Carmen parle avec son affreux copain, mais semble s'intéresser à nous. 1 point bonus. Elle m'adresse un sourire, je ne lui réponds pas. De la provoc, bravo Ulysse. 1 point en plus.

Nous finissons par nous séparer, nous promettant de passer au niveau supérieur à la pause de 10h00.

Premier cours : espagnol. La salle est plutôt agressive avec ces couleurs rojo y amarillo.
Le prof, assez vieux pour être allé 3000 fois à Barcelone, nous demande de rendre nos projets.

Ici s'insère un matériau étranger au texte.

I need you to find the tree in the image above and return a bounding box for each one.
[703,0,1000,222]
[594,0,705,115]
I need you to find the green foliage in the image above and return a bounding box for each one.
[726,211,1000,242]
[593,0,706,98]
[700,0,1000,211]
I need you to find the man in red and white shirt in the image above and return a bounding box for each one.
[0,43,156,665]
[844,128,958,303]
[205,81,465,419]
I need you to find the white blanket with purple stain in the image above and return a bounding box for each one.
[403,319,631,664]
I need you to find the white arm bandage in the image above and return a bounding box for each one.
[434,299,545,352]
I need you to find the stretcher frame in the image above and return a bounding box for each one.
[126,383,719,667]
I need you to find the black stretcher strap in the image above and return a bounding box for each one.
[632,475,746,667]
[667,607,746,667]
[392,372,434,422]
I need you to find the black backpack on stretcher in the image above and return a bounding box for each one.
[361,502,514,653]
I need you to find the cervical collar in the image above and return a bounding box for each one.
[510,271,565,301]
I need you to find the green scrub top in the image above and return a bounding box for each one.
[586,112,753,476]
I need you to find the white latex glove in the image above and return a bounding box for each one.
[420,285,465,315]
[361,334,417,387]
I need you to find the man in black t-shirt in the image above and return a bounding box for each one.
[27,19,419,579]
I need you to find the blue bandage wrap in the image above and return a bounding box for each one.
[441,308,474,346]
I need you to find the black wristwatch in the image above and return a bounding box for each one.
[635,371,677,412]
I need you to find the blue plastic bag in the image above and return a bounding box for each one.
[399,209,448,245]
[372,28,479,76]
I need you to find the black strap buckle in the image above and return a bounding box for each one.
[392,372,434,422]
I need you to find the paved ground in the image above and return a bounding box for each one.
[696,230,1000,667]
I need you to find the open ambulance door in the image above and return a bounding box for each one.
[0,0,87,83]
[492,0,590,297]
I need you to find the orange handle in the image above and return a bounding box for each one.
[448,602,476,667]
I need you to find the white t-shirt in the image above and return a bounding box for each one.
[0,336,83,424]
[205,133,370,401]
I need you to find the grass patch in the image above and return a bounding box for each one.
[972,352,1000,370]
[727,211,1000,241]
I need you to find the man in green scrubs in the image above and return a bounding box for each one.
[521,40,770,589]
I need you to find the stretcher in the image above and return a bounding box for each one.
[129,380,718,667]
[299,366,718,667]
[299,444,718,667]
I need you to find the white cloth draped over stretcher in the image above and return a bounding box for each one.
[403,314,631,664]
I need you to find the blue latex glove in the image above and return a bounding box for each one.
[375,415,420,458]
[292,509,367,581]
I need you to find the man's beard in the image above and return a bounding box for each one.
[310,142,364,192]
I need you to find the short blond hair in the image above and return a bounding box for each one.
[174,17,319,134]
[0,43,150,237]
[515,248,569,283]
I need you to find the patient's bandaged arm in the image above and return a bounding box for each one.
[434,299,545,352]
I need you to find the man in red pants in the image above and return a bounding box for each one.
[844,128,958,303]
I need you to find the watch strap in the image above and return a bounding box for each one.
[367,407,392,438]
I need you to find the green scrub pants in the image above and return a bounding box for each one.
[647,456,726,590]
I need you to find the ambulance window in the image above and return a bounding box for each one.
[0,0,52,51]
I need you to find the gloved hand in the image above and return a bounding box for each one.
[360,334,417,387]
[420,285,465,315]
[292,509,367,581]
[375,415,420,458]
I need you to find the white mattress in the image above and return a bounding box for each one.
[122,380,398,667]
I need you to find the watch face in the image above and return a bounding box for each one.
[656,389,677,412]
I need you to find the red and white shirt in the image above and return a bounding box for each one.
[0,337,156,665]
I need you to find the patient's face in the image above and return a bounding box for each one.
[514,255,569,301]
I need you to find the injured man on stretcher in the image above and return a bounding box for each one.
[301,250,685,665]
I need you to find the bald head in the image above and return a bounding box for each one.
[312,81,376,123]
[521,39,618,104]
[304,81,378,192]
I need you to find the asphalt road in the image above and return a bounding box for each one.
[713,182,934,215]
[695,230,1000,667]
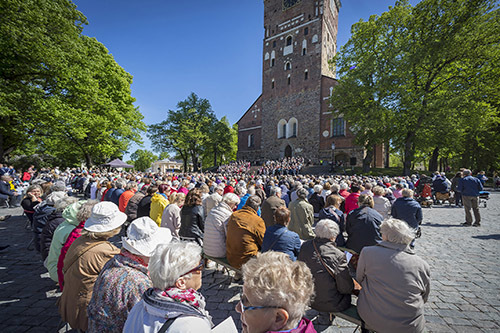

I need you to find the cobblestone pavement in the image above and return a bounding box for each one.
[0,192,500,333]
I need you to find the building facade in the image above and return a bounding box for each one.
[238,0,382,165]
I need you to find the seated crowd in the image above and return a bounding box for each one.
[2,164,440,332]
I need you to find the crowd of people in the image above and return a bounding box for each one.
[0,159,492,332]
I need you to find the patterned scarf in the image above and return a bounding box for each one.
[161,287,210,312]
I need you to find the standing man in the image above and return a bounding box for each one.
[458,169,483,227]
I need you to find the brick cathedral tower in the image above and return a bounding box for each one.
[238,0,378,165]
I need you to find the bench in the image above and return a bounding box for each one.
[330,304,371,331]
[203,253,241,289]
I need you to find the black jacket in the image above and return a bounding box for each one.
[346,207,383,253]
[179,206,205,241]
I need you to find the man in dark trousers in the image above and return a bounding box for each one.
[458,169,483,227]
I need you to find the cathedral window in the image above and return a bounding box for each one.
[248,134,255,148]
[286,118,298,138]
[330,118,345,136]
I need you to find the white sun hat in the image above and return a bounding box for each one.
[83,201,127,232]
[122,216,172,257]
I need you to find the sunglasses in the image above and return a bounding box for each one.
[182,259,205,275]
[240,293,281,314]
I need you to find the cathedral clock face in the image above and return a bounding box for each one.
[283,0,300,10]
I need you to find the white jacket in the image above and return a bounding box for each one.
[203,202,233,258]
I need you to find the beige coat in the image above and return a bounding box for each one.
[59,236,120,331]
[288,199,315,240]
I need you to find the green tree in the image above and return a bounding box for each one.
[334,0,500,174]
[130,149,158,171]
[148,93,216,171]
[0,0,146,166]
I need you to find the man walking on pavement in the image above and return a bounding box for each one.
[458,169,483,227]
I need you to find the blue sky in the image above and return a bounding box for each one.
[73,0,419,159]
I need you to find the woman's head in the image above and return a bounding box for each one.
[184,188,202,207]
[274,206,290,226]
[380,218,415,245]
[26,185,43,198]
[236,251,314,333]
[148,241,202,290]
[314,219,340,240]
[325,194,343,208]
[358,194,375,208]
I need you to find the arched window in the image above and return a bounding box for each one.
[277,119,286,139]
[248,134,255,148]
[286,118,298,138]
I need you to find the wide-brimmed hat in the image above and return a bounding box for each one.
[83,201,127,232]
[122,216,172,257]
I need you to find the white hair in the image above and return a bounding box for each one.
[148,241,201,290]
[314,219,340,239]
[380,218,415,245]
[222,192,241,205]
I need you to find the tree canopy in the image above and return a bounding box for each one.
[0,0,146,166]
[332,0,500,174]
[148,93,236,171]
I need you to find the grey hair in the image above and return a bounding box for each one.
[245,195,262,211]
[76,200,99,222]
[116,178,127,188]
[314,219,340,239]
[297,187,309,199]
[269,186,281,197]
[401,188,413,198]
[380,218,415,245]
[125,181,137,191]
[54,197,78,212]
[50,182,66,192]
[314,185,323,193]
[222,192,241,205]
[148,241,201,290]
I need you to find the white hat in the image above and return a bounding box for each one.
[122,216,172,257]
[83,201,127,232]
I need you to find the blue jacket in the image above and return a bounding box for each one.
[261,224,301,261]
[391,197,423,229]
[458,176,483,197]
[346,207,384,253]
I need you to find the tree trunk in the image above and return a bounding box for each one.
[384,140,391,168]
[403,131,415,176]
[429,147,439,172]
[363,146,373,173]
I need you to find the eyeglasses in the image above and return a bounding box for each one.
[182,259,205,276]
[240,293,281,314]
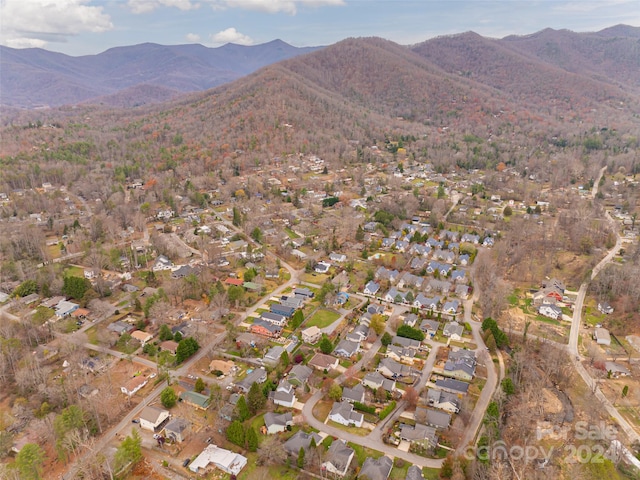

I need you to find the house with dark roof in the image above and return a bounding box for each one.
[307,353,339,371]
[436,378,469,395]
[333,339,360,358]
[358,455,393,480]
[342,383,364,403]
[164,418,191,443]
[362,372,396,393]
[322,440,355,477]
[264,412,293,435]
[236,368,267,393]
[282,430,322,457]
[329,401,364,427]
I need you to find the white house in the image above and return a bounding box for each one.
[189,444,247,475]
[538,303,562,320]
[140,406,170,432]
[329,400,364,427]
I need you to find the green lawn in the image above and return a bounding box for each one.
[305,309,340,328]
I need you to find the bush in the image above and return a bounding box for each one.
[378,400,396,420]
[353,402,376,414]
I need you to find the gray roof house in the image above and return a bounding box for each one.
[322,440,355,477]
[329,401,364,427]
[436,378,469,395]
[342,383,364,403]
[264,412,293,435]
[283,430,322,457]
[358,455,393,480]
[333,340,360,358]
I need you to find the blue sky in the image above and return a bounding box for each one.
[0,0,640,55]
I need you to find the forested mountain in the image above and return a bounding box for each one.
[0,40,317,108]
[0,27,640,189]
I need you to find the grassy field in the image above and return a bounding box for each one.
[305,309,340,328]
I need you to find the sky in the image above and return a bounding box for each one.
[0,0,640,56]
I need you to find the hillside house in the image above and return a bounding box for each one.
[329,401,364,427]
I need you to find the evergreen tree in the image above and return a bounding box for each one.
[247,382,267,415]
[236,395,251,422]
[247,427,258,452]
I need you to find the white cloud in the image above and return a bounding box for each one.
[127,0,200,13]
[0,0,113,48]
[214,0,345,15]
[210,27,253,45]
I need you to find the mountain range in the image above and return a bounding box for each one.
[0,40,321,108]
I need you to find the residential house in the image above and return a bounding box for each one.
[593,328,611,346]
[131,330,153,347]
[450,270,467,283]
[151,255,173,272]
[280,295,305,310]
[313,262,331,273]
[308,353,339,371]
[358,455,393,480]
[287,364,313,387]
[398,272,424,288]
[322,440,355,477]
[158,340,178,355]
[427,388,460,413]
[342,383,364,403]
[282,430,322,457]
[386,345,416,365]
[164,418,191,443]
[405,465,425,480]
[236,368,267,393]
[140,406,171,432]
[180,390,211,410]
[460,233,480,245]
[293,288,315,298]
[426,278,451,294]
[384,287,409,303]
[269,303,296,318]
[269,379,296,408]
[347,324,369,343]
[333,339,360,358]
[420,320,440,338]
[413,293,440,310]
[329,252,347,263]
[402,313,418,327]
[416,408,451,430]
[598,302,613,315]
[249,319,282,338]
[262,345,284,367]
[436,378,469,395]
[375,267,400,283]
[442,322,464,340]
[56,300,80,318]
[209,358,237,375]
[538,303,562,320]
[120,376,149,396]
[455,285,471,300]
[260,312,287,327]
[302,325,322,344]
[362,280,380,297]
[264,412,293,435]
[400,423,438,449]
[376,358,414,380]
[189,444,247,475]
[329,401,364,427]
[362,372,396,392]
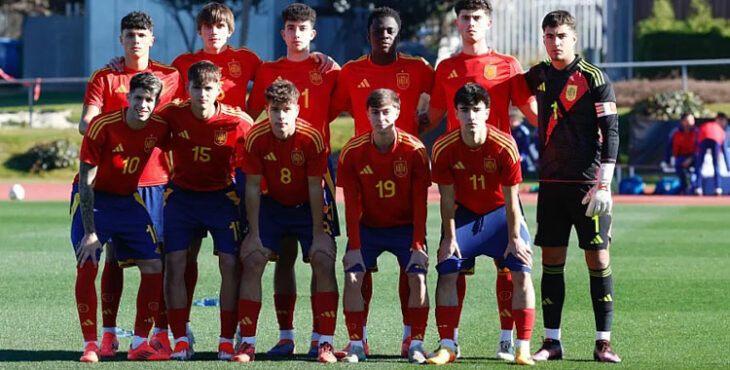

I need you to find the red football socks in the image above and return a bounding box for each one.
[274,294,297,330]
[134,273,162,338]
[345,311,364,340]
[99,261,124,328]
[496,267,515,330]
[512,308,535,341]
[408,307,426,340]
[238,299,261,337]
[76,261,98,342]
[314,292,339,336]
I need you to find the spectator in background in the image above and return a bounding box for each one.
[662,113,697,194]
[509,109,538,174]
[695,113,730,195]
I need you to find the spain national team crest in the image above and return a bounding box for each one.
[228,59,243,78]
[309,69,324,86]
[393,159,408,177]
[144,136,157,153]
[484,158,497,173]
[291,150,304,166]
[213,130,228,146]
[484,64,497,80]
[565,85,578,101]
[395,72,411,90]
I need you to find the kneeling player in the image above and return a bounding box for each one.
[428,83,535,365]
[337,89,431,363]
[71,72,169,362]
[159,61,252,360]
[233,80,338,363]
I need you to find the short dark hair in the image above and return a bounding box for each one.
[281,3,317,27]
[129,72,163,100]
[188,60,221,85]
[454,82,490,108]
[195,3,236,33]
[368,6,401,34]
[365,89,400,109]
[454,0,493,17]
[265,80,299,105]
[121,11,155,32]
[542,10,575,31]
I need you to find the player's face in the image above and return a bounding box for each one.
[368,17,400,54]
[456,102,489,132]
[198,22,232,50]
[127,87,157,122]
[542,24,578,60]
[119,29,155,58]
[266,103,299,139]
[456,9,492,44]
[368,103,400,134]
[281,21,317,51]
[187,81,221,109]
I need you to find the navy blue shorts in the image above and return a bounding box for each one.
[436,206,531,274]
[137,185,165,243]
[346,224,426,273]
[164,182,244,255]
[70,184,160,267]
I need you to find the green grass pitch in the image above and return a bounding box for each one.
[0,202,730,369]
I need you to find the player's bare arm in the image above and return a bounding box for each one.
[502,185,532,267]
[76,162,101,267]
[438,184,461,262]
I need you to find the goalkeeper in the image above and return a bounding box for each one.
[524,10,621,362]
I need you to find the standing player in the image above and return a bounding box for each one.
[233,80,338,363]
[247,3,340,357]
[330,7,433,356]
[422,0,536,361]
[160,61,253,360]
[71,72,169,362]
[525,10,621,362]
[428,83,535,365]
[79,12,181,357]
[337,89,431,363]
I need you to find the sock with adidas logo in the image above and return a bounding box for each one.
[588,266,613,332]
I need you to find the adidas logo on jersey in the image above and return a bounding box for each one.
[357,78,370,89]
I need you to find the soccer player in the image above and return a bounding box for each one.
[247,3,340,357]
[233,80,338,363]
[525,10,621,362]
[159,61,253,360]
[71,72,169,362]
[337,89,431,364]
[79,12,181,357]
[428,83,535,365]
[422,0,536,361]
[330,7,433,357]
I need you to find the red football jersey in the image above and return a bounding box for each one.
[74,108,170,195]
[337,129,431,248]
[172,45,261,110]
[431,50,534,133]
[84,60,183,186]
[241,119,327,207]
[432,125,522,215]
[248,57,340,153]
[330,53,433,136]
[159,100,253,191]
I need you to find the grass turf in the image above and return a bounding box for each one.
[0,202,730,369]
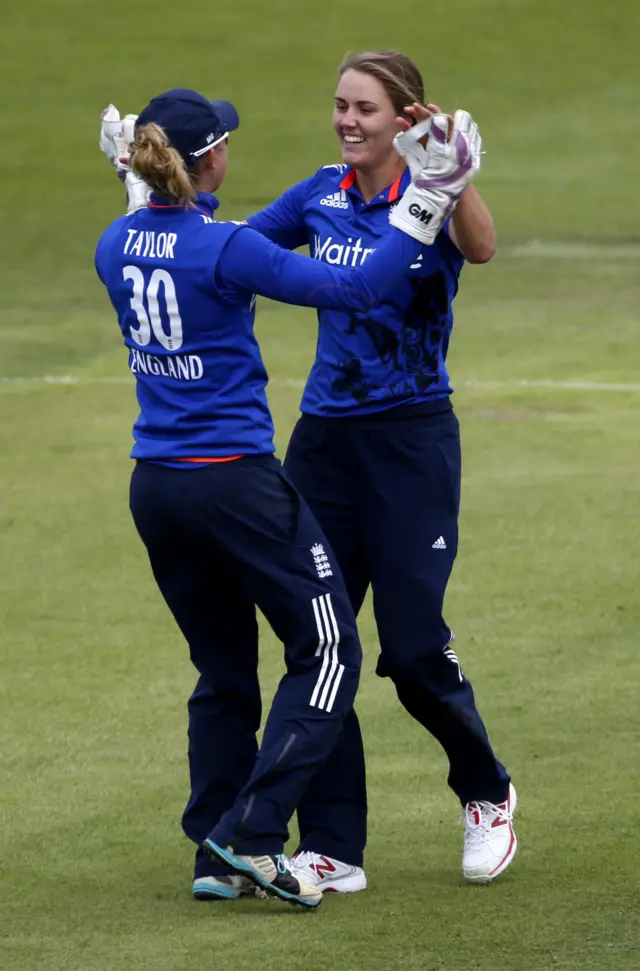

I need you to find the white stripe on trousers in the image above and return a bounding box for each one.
[309,593,344,712]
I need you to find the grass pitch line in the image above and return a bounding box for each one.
[504,239,640,263]
[0,374,640,394]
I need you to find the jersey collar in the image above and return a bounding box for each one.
[339,168,411,206]
[149,192,220,216]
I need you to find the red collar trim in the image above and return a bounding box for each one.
[338,169,404,202]
[338,169,356,189]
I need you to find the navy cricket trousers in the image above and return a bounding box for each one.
[130,455,361,854]
[285,400,509,866]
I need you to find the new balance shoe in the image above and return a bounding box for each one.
[204,839,322,907]
[291,850,367,893]
[192,873,256,900]
[462,784,518,883]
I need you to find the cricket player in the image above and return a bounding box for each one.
[96,89,478,907]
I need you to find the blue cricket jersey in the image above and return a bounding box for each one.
[248,165,464,417]
[95,193,423,467]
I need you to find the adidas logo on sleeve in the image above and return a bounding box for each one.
[320,189,349,209]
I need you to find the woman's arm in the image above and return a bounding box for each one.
[215,227,422,312]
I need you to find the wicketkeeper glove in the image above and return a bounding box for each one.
[99,105,151,215]
[389,111,482,246]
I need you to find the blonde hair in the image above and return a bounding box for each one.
[129,122,196,206]
[338,50,424,115]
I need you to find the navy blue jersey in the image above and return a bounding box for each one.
[248,165,464,417]
[96,193,423,463]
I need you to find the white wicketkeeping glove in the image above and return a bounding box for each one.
[99,105,151,215]
[389,111,482,246]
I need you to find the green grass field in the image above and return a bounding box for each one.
[0,0,640,971]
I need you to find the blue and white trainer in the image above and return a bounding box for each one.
[192,873,256,900]
[203,839,322,907]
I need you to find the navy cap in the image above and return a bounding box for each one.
[136,88,240,162]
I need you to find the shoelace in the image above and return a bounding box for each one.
[460,800,513,842]
[276,853,293,873]
[289,850,315,870]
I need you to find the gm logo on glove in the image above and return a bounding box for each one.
[409,202,433,226]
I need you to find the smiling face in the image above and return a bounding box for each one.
[333,69,400,172]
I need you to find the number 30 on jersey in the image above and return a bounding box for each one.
[122,266,182,351]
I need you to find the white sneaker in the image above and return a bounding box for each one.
[462,784,518,883]
[192,874,256,900]
[291,850,367,893]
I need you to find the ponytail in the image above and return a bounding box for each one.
[129,122,196,206]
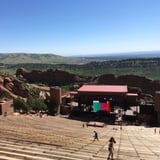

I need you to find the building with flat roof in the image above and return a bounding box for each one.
[77,85,138,110]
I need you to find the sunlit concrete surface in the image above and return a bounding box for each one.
[0,115,160,160]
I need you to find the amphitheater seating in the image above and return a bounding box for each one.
[0,115,160,160]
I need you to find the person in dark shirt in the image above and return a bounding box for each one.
[93,131,99,141]
[108,137,116,160]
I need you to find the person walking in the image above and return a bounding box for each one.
[93,131,99,141]
[107,137,116,160]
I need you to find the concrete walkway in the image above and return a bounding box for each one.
[0,116,160,160]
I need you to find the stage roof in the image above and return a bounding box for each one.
[78,85,128,93]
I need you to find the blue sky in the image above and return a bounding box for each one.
[0,0,160,56]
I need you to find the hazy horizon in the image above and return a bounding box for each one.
[0,0,160,56]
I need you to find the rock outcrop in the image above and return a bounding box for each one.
[97,74,160,95]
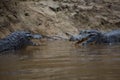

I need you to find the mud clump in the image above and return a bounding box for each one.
[0,0,120,38]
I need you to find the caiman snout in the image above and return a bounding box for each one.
[32,34,43,39]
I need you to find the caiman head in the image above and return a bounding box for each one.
[20,31,42,39]
[69,30,101,44]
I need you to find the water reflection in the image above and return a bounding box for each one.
[0,41,120,80]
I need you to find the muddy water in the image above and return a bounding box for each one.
[0,41,120,80]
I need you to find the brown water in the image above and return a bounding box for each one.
[0,41,120,80]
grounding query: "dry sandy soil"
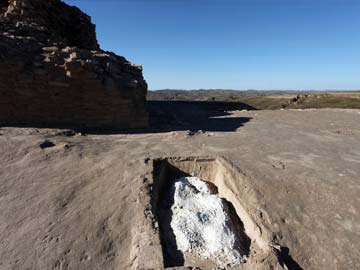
[0,102,360,270]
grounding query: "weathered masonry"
[0,0,148,129]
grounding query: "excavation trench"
[151,157,282,269]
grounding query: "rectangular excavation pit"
[151,157,284,269]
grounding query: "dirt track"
[0,103,360,270]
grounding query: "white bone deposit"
[170,177,245,267]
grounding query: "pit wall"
[134,157,286,269]
[0,0,148,130]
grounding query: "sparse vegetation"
[148,90,360,110]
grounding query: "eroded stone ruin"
[0,0,148,129]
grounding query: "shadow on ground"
[0,101,255,135]
[147,101,255,132]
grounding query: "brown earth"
[0,102,360,270]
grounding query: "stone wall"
[0,0,148,129]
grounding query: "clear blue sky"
[65,0,360,90]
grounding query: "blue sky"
[65,0,360,90]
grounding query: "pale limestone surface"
[0,108,360,270]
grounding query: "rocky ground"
[0,102,360,270]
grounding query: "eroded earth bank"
[0,108,360,270]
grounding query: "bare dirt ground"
[0,102,360,270]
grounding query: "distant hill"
[147,89,360,110]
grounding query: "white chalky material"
[170,177,245,267]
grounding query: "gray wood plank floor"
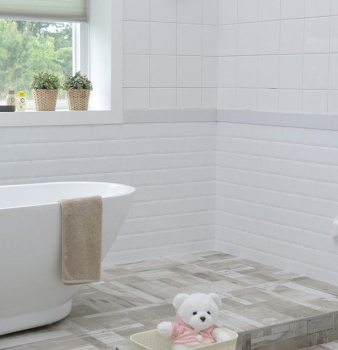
[0,251,338,350]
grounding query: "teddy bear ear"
[209,293,222,309]
[173,294,189,310]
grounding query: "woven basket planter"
[67,90,90,111]
[33,89,59,111]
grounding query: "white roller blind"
[0,0,87,22]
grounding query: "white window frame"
[0,0,123,126]
[0,19,89,111]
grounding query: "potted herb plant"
[31,71,61,111]
[63,72,93,111]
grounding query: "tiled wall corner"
[218,0,338,114]
[0,123,216,263]
[123,0,218,109]
[216,122,338,284]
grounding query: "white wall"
[218,0,338,114]
[0,121,216,263]
[123,0,218,109]
[216,123,338,284]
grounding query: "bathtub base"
[0,300,72,336]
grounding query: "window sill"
[0,110,121,127]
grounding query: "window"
[0,0,88,109]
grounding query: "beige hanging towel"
[60,196,102,285]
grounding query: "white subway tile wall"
[216,122,338,284]
[123,0,219,109]
[0,123,216,263]
[217,0,338,115]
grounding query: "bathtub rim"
[0,181,136,211]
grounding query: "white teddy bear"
[157,293,231,350]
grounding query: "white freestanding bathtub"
[0,182,135,335]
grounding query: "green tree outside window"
[0,20,73,100]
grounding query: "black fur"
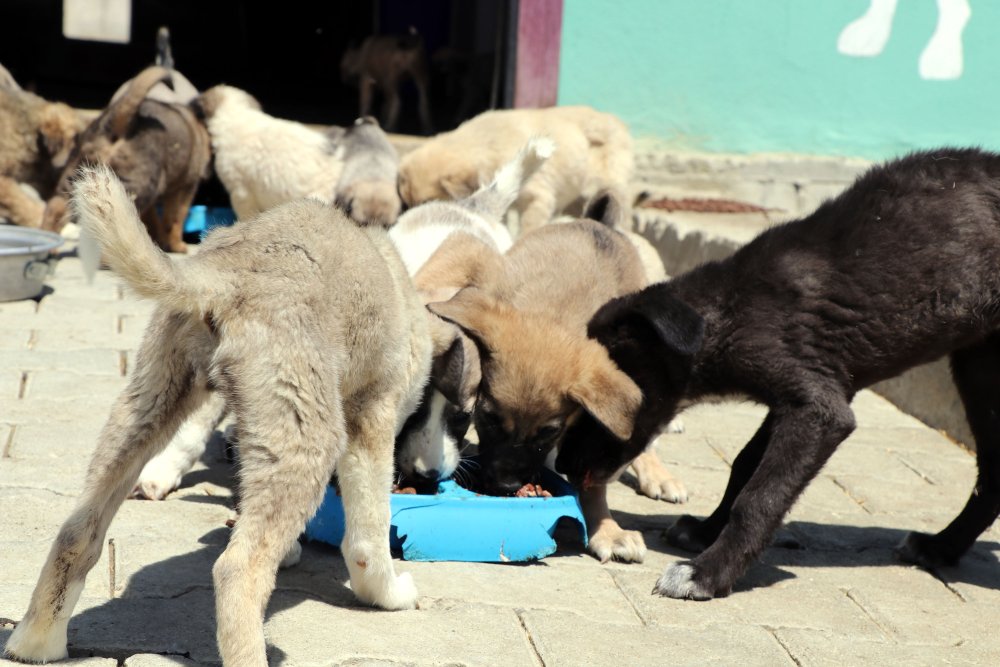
[557,149,1000,599]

- Merde, on a rien foutu... chuchote Carmen, assise à côté de moi.

- Moi j'ai fais quelque chose.

Je me lève et pose ma copie sur son bureau. Elle me regarde, surprise. Elle n'ajoute rien, je lui ai cloué le bec. Encore un point. Je finis par me prendre au jeu.

Entre chaque cours, elle va rejoindre Eddy pour lui faire des câlins/bisous. La nouvelle sensation du lycée. Moi je trouve ça plutôt répugnant.

- Psssst, dit une voix avec un semblant de discrétion.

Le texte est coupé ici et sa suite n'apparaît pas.